What does the delta variant mean for herd immunity?
The higher Israel’s vaccination rate is, the fewer opportunities there are for the virus to spread and replicate itself. A certain rate of vaccination creates herd immunity, meaning contagion is suppressed enough that the entire population is protected, including those who have not been vaccinated. If a variant is better able to find and exploit paths of contagion, more of the population needs to be vaccinated in order to reach that threshold.
Why are experts recommending that 12-to-15-year-olds be vaccinated?
At the beginning of June, when Israel’s coronavirus rates were still very low, health authorities approved inoculating the 12-to-15-year-old age group with the Pfizer vaccine. However, reports have emerged of an uptick in cases of myocarditis (inflammation of the heart muscle) among people aged 16 to 30 who have been vaccinated. The great majority of the cases were minor and passed quickly.
Weighing that risk against the coronavirus risk, experts decided in favor of approving vaccination for 12-to-15-year-olds. Today, with a rise in coronavirus infections and with the millions of vaccinated children around the world already inoculated, Israeli experts have decided to recommend – not just approve – that children be vaccinated against the virus.
Is Israel on its way to another coronavirus wave?
There are many reasons to assume not. The development of vaccines has marked a turning point in the war against the virus globally; vaccination campaigns are moving the world closer to the point where the pandemic is contained. Even if theoretically, a new more virulent and contagious form of the coronavirus emerges that exhibits greater resistance to the vaccine, the road to developing a tailored vaccine for it will be shorter and faster than the first time around.
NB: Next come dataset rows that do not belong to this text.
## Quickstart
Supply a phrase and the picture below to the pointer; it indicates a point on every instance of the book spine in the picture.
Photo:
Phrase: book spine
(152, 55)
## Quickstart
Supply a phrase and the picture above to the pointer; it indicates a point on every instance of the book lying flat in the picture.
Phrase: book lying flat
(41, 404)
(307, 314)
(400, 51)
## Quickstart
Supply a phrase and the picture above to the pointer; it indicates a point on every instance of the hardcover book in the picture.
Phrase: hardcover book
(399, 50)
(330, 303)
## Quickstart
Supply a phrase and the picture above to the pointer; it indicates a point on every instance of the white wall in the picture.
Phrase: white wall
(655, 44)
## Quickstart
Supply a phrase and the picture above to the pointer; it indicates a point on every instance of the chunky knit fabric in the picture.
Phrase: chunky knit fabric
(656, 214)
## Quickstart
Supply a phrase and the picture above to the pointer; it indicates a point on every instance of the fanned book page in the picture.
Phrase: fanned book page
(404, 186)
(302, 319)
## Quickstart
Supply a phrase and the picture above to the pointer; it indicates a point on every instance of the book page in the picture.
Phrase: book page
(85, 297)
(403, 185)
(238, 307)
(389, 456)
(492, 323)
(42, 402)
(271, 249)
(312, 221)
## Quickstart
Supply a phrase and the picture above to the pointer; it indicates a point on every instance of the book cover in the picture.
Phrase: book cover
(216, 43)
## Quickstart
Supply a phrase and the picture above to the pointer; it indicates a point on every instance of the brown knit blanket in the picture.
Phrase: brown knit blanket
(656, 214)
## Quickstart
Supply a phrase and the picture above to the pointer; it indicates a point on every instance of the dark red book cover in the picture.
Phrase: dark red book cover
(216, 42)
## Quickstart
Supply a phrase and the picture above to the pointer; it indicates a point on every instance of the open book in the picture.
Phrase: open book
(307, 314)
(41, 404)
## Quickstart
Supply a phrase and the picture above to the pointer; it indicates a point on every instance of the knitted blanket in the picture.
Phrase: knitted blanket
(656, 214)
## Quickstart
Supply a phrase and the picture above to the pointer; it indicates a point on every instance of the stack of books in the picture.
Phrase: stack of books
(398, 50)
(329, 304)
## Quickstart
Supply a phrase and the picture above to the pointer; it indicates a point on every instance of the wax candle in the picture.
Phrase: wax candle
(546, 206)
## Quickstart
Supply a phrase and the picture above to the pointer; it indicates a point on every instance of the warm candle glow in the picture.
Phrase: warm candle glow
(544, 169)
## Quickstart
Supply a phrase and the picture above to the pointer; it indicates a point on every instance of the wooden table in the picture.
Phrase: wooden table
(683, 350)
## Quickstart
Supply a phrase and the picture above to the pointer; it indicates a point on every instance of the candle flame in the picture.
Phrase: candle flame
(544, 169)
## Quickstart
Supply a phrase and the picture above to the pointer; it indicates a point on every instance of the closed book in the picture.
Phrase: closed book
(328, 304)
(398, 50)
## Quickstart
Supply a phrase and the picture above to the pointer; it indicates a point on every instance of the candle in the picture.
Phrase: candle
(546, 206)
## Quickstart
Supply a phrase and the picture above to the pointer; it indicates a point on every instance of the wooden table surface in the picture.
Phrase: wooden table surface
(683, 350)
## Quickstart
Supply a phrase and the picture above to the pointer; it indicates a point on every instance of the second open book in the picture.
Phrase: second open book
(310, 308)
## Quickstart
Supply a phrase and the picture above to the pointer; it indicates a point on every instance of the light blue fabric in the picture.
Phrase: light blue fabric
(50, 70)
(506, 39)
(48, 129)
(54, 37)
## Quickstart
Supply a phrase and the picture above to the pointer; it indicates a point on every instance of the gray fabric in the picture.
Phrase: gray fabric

Beyond that, recent COVID outbreaks in Israel have so far been geographically confined, even though Israel has lifted all restrictions, people are no longer wearing masks and 40 percent of the population has yet to be vaccinated. For now, the Health Ministry is not rushing to reimpose coronavirus restrictions that would impinge on the public’s day-to-day life. Instead, it is relying on contact tracing, expanded testing and stepped-up monitoring of people leaving and entering the country through Ben-Gurion International Airport.